Hou Wenpin, Ji Zhicheng
Department of Biostatistics, The Mailman School of Public Health, Columbia University, New York City, NY, USA.
Department of Biostatistics and Bioinformatics, Duke University School of Medicine, Durham, NC, USA.
Res Sq. 2023 May 2:rs.3.rs-2824971. doi: 10.21203/rs.3.rs-2824971/v1.
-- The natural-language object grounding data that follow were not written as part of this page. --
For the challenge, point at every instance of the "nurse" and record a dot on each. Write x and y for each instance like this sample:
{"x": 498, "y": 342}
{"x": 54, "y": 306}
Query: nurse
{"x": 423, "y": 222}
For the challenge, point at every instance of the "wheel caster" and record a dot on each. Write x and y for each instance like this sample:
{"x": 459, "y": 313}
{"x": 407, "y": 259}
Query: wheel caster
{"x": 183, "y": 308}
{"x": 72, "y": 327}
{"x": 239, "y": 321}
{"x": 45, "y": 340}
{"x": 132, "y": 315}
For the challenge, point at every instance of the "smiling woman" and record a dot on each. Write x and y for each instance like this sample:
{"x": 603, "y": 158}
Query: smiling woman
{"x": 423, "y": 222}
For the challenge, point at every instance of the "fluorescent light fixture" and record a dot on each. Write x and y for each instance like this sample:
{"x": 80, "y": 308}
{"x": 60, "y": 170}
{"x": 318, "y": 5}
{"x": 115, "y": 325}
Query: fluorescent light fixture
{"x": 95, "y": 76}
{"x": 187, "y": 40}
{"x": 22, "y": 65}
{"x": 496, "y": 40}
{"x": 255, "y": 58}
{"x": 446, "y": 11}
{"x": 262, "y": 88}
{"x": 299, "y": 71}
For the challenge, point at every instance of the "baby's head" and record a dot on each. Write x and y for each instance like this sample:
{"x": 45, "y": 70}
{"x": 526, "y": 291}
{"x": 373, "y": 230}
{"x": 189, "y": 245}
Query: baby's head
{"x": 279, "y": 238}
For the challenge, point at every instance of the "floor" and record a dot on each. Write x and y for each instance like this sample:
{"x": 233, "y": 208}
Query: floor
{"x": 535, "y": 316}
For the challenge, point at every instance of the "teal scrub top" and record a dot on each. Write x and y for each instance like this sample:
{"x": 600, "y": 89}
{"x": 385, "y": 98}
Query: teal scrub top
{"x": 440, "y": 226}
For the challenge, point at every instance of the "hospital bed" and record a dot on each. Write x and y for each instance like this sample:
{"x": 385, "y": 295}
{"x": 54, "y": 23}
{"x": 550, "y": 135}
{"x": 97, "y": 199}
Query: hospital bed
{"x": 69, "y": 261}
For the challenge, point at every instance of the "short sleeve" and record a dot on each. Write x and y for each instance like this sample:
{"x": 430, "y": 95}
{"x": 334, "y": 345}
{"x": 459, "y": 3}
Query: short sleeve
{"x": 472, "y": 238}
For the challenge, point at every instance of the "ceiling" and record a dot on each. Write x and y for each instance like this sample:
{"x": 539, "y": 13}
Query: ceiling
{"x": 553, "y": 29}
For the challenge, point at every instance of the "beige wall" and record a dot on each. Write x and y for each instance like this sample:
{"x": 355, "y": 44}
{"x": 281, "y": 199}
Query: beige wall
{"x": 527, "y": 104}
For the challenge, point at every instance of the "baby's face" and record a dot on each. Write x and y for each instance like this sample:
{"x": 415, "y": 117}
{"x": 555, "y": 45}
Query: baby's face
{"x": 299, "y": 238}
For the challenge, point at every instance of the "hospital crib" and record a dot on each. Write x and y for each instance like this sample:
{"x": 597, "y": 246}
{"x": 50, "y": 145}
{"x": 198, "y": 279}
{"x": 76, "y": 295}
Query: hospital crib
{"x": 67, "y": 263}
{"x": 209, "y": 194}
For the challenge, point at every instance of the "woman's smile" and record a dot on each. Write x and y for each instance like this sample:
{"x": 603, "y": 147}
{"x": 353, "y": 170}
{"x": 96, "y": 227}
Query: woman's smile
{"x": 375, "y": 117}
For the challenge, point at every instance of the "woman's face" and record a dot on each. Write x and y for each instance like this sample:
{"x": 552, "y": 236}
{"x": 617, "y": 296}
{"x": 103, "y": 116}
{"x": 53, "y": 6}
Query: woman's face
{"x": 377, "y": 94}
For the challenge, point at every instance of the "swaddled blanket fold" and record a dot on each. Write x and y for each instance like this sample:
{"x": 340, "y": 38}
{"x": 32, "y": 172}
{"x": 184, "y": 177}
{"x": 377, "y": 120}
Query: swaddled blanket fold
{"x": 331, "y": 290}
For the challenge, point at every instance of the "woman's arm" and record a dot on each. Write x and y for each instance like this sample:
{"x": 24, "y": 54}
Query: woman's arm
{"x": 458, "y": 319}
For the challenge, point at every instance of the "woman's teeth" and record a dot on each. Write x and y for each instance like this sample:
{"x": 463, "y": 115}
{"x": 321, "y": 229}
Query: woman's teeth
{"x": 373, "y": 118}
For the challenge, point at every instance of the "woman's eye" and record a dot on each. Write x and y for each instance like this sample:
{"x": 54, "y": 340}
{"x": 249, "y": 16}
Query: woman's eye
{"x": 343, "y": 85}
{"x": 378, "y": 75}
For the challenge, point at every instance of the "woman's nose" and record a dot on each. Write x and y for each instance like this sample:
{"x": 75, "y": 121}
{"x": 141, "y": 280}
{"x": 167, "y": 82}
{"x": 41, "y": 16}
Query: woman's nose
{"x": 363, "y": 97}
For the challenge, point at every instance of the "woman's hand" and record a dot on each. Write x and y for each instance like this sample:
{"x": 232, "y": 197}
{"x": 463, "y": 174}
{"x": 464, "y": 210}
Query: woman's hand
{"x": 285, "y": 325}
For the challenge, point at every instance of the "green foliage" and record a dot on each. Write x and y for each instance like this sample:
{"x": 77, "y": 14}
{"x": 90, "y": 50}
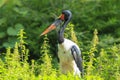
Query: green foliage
{"x": 101, "y": 56}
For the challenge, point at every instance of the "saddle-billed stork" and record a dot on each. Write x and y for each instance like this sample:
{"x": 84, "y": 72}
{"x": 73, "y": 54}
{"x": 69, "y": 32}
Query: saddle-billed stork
{"x": 69, "y": 53}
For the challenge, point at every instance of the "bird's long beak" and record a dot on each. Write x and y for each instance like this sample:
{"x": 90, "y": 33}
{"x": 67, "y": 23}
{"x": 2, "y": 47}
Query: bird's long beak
{"x": 52, "y": 26}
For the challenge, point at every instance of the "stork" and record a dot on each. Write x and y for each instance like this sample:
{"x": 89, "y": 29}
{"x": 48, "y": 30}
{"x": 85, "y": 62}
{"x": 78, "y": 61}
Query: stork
{"x": 69, "y": 53}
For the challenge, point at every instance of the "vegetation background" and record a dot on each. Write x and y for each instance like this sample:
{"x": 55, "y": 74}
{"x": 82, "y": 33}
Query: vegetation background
{"x": 95, "y": 26}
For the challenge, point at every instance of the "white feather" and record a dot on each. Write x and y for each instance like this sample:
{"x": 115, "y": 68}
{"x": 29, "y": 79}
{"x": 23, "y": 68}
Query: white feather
{"x": 67, "y": 63}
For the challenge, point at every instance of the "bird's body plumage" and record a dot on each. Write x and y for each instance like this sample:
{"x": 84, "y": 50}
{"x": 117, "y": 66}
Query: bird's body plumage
{"x": 68, "y": 52}
{"x": 67, "y": 62}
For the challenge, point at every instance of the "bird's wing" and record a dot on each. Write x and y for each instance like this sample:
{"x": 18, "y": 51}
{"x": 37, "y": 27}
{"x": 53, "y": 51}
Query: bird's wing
{"x": 77, "y": 57}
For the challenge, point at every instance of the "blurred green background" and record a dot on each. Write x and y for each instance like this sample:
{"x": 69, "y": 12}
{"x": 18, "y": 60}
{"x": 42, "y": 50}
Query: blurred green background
{"x": 35, "y": 15}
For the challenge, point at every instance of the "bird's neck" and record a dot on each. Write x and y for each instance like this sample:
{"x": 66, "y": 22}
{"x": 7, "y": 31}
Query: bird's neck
{"x": 61, "y": 32}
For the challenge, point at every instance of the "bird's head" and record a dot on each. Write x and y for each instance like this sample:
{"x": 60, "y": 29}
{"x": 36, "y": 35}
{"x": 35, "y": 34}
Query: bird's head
{"x": 65, "y": 16}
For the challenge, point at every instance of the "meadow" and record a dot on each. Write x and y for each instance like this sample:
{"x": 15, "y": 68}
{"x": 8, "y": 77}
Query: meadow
{"x": 24, "y": 55}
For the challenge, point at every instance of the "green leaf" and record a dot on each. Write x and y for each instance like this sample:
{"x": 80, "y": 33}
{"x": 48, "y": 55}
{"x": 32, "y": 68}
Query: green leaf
{"x": 11, "y": 31}
{"x": 2, "y": 34}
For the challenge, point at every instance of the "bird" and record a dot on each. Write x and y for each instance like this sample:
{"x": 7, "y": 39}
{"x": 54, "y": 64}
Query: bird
{"x": 69, "y": 54}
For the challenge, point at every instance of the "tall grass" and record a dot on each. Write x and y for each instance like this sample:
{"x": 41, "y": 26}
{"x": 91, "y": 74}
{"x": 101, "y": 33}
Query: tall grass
{"x": 99, "y": 64}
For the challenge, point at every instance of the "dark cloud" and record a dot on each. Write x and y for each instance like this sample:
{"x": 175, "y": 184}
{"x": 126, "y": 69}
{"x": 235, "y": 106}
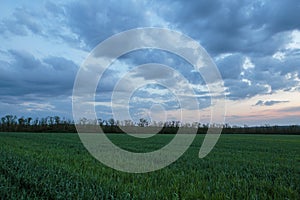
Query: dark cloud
{"x": 23, "y": 21}
{"x": 94, "y": 21}
{"x": 234, "y": 26}
{"x": 269, "y": 103}
{"x": 231, "y": 66}
{"x": 29, "y": 76}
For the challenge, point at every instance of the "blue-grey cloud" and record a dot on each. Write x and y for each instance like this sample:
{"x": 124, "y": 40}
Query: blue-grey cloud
{"x": 268, "y": 103}
{"x": 27, "y": 75}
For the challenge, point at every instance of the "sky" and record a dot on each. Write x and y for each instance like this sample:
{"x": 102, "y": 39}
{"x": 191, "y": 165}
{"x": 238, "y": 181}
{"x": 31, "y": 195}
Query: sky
{"x": 255, "y": 45}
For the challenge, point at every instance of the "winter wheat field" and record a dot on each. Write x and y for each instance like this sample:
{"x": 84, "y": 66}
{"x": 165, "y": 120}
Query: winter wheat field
{"x": 57, "y": 166}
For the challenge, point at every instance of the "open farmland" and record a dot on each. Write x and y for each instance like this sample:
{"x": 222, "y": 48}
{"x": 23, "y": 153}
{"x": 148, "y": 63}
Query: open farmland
{"x": 57, "y": 166}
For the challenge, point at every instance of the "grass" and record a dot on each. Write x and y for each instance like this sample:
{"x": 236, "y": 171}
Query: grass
{"x": 57, "y": 166}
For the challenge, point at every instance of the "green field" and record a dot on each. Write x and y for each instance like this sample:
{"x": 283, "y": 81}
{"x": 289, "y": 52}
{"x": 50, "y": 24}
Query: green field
{"x": 57, "y": 166}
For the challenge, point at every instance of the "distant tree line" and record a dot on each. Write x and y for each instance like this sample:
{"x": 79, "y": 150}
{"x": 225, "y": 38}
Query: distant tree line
{"x": 12, "y": 123}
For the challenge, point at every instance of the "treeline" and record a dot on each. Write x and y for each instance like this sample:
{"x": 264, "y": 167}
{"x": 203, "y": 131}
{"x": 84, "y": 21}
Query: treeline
{"x": 12, "y": 123}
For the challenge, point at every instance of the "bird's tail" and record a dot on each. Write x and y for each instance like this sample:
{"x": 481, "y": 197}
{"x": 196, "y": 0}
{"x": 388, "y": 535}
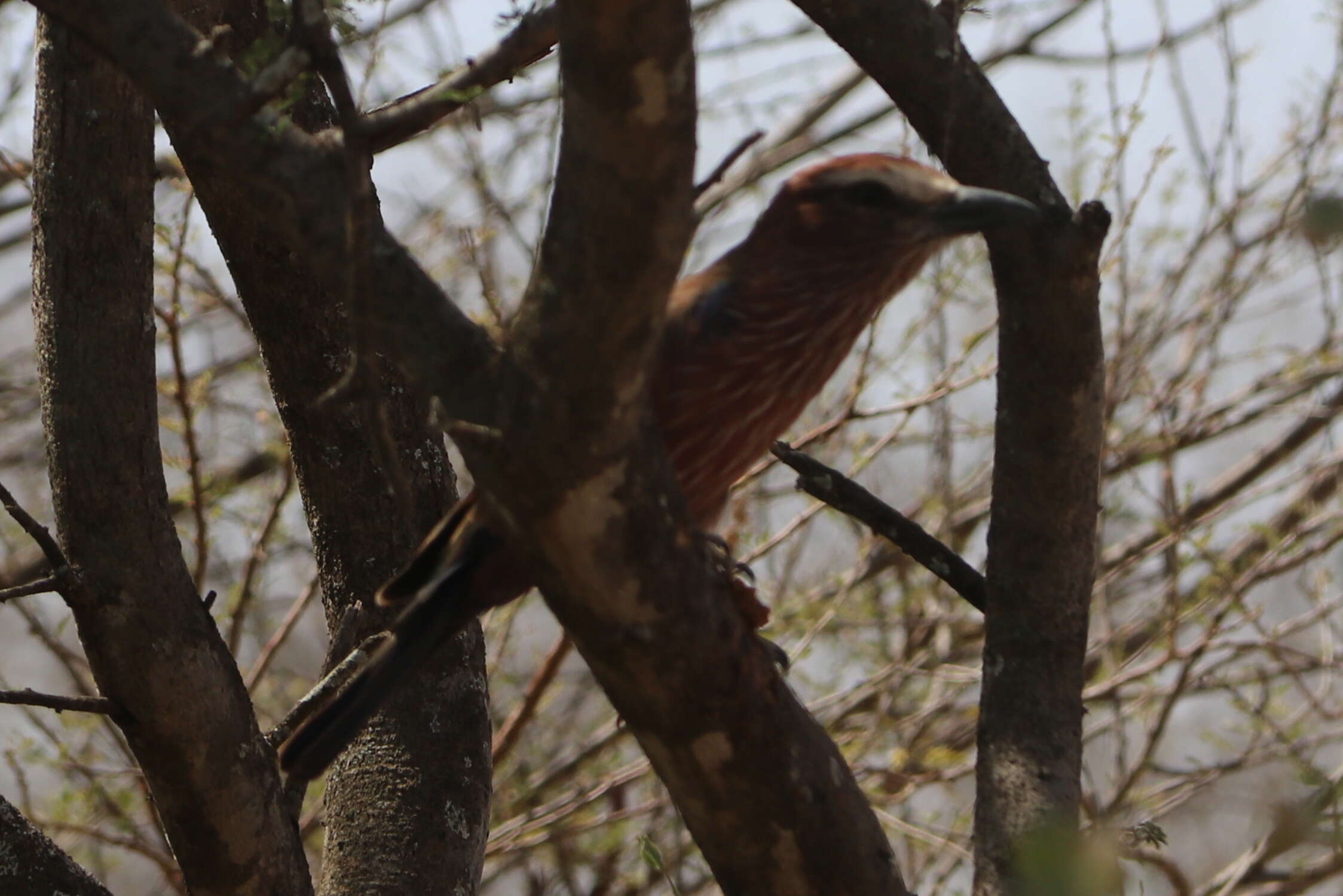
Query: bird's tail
{"x": 443, "y": 590}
Cell type annotation is an essential step in single-cell RNA-seq analysis. However, it is a time-consuming process that often requires expertise in collecting canonical marker genes and manually annotating cell types. Automated cell type annotation methods typically require the acquisition of high-quality reference datasets and the development of additional pipelines. We demonstrate that GPT-4, a highly potent large language model, can automatically and accurately annotate cell types by utilizing marker gene information generated from standard single-cell RNA-seq analysis pipelines. Evaluated across hundreds of tissue types and cell types, GPT-4 generates cell type annotations exhibiting strong concordance with manual annotations, and has the potential to considerably reduce the effort and expertise needed in cell type annotation.
细胞类型注释是单细胞RNA测序分析中的一个重要步骤。然而,这是一个耗时的过程,通常需要收集标准标记基因和手动注释细胞类型方面的专业知识。自动化细胞类型注释方法通常需要获取高质量的参考数据集并开发额外的流程。我们证明,GPT-4,一种功能强大的大语言模型,可以通过利用标准单细胞RNA测序分析流程生成的标记基因信息自动且准确地注释细胞类型。在数百种组织类型和细胞类型上进行评估,GPT-4生成的细胞类型注释与手动注释具有很强的一致性,并且有潜力大幅减少细胞类型注释所需的工作量和专业知识。